大角鹿の解体作業とは別に、厨房の奥から新たな声が上がった。
「ヴァルター料理長! 本日の辺境伯様の昼食用の『猪豚』のロースト、焼き上がりました!」
「よし、たっぷりと赤ワインのソースをかけろ。肉の臭みを消すんだ」
オーブンから出された肉の塊を見て、俺は木箱から立ち上がり、静かに調理台へ歩み寄った。

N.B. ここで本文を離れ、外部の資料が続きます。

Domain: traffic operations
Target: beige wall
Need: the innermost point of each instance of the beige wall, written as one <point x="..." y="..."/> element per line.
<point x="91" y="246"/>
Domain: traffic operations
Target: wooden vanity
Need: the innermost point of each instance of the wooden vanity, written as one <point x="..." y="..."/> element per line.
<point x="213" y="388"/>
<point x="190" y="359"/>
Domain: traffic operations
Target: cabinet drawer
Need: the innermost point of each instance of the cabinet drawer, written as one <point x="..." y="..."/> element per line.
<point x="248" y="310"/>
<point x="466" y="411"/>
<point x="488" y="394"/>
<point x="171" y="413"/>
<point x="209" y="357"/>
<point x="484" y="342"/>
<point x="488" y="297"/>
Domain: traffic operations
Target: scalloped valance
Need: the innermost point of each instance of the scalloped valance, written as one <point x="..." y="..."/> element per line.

「待ってください。その肉、切る前に俺に三十秒だけ見せてください」
「な、なんだお前は!」
若い料理人が怪訝な顔をする。俺はまな板の上の肉を指差した。
「このまま切れば、せっかくの肉汁が全部流れます。昼食を台無しにしたくないなら、触らせてください」
「おい! 何をしている、下町の料理人! 肉に触れるな!」
ヴァルターが血相を変えて飛んできた。
「煮込みの組み立ては悪くないですよ、ヴァルター料理長。だが、この肉はその前に助けないと駄目だ」
「ふざけるな! お前のような素人に教わることなど何もない! 構わん、切れ!」
ヴァルターの命令で、若い料理人が無理やり包丁を入れる。
その瞬間――肉の断面から、生ぬるい赤い肉汁がとめどなく溢れ出し、まな板を汚した。
外側は炭のように焦げ、中心の生焼け部分からは旨味の詰まった水分が逃げ出し、見るも無惨なパサパサの塊に成り果ててしまった。
周囲の下働きたちも、その切り口の悲惨さに息を呑む。これでは香草をいくら足しても臭みは抜けない。
「……三分だけ貸してください」
呆然とする若い料理人の手から、俺は静かに包丁を受け取った。
「止めろ! その肉は辺境伯様の昼食だぞ! いくらファルク卿の許可があろうと、そのような勝手は許さんぞ!」
ヴァルターがわめく中、俺は焦げた表面を素早く削ぎ落とし、中心の生焼けの部分だけを正確に切り出した。そして、繊維の向きを見極め、厚みを均等に揃える。
強火にかけた別のフライパンに少量の油を引き、肉の表面を一気に焼き固め、香ばしい香りを立たせた。その後、素早く火から外し、厨房にあった厚手の布で包み、熱を逃がしすぎないようにして余熱で中まで火を通した。
そして少し休ませて、肉汁を落ち着かせる。
一連の淀みない流れるような動作に、厨房の全員が言葉を失っていた。
「肉はな、ただ火を通せばいいってもんじゃねえんだよ。命をいただくんだ。最高に美味くしてやらなきゃ、死んだ獣に申し訳が立たねえだろうが」
さあ、特等席で見せてやる。
お前らが独占してきた『肉』の、本当の美味さってやつを。